Many of the early virus writers were computer researchers testing the limits of machines in the days before the Internet allowed rogue programs to spread around the world in minutes. But as the information on virus coding moved from the elite to the merely adept, there emerged a generation of "script kiddies" who could cobble together malicious programs from online tips.
Gordon said she had interviewed virus writers as young as 10 and as old as 50. "For a young person starting out, she said, "it's a real challenge to write a program that will re-create itself."
Because the writers tend to be young, they lose interest in the activity at about the time they might be prosecuted as adults for their mischief, Gordon said. Those who write viruses, and those who continue to do so into adulthood, tend to hold an immature point of view, she said. "They don't realize the impact - they don't realize there are real people at the other end of the computers," she said. "They don't tend to recognize the consequences of their actions."
Computer intruders, on the other hand, tend to characterize themselves as explorers. "'Why hack?' That's like 'Why eat?"' said Rafael Nunez, an Internet security consultant in Venezuela who has crossed over from the dark side of computer intrusion, in an e-mail message responding to questions. He now tests companies' security by trying to defeat their network defenses. The allure of hacking, he said, is "the attraction of the unknown, to penetrate, to find out secret things."
Hackers and virus writers can work together, but many have a competitive and acrimonious relationship. "Virus coders are evil," Nunez said. "They want to cause destruction."

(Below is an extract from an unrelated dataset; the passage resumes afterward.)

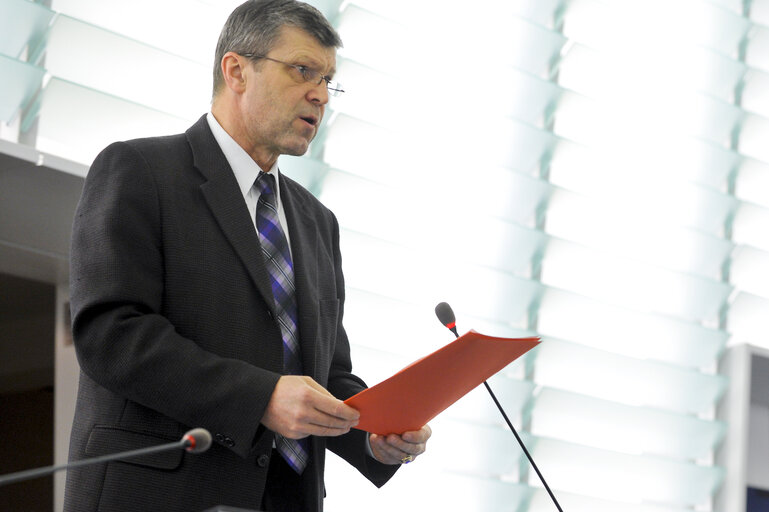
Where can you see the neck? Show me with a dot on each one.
(232, 123)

A recent virus detected by Sophos, a security firm, seems to embody the tension between hackers and virus coders: the virus, which originated in India, contains text with insults directed at Pakistani hackers. The conflict "took it away from the geopolitical stage and put it into a geek-to-geek stage," said Chris Wraight, a technology consultant with Sophos.
Some of those who pursue the craft say they are blending computer science and art. A Spanish programmer who goes by the online name Jtag said in an e-mail exchange that he found in viruses "some kind of 'artistic' beauty."
"It's like to give 'life' to one creation and this 'life-form' takes control of things, replicating, transforming and giving his own 'touch' to another programs (infecting them)," he wrote.
Wraight of Sophos said a more apt comparison is to a sprayer of graffiti. Virus writers have the potential to spread a message to millions of computers. He expects the trend toward political hacking to continue. "The whole notion of trying to use the world stage for political views is going to grow over time," he said.
And the attacks will grow more potent, said Vatis, who served as the first director of the National Infrastructure Protection Center within the Federal Bureau of Investigation. Referring to the work of the military cyberwar force, he said, "The fact that our own government has offensive information programs that it won't talk about except to acknowledge that they exist - that should tell us something."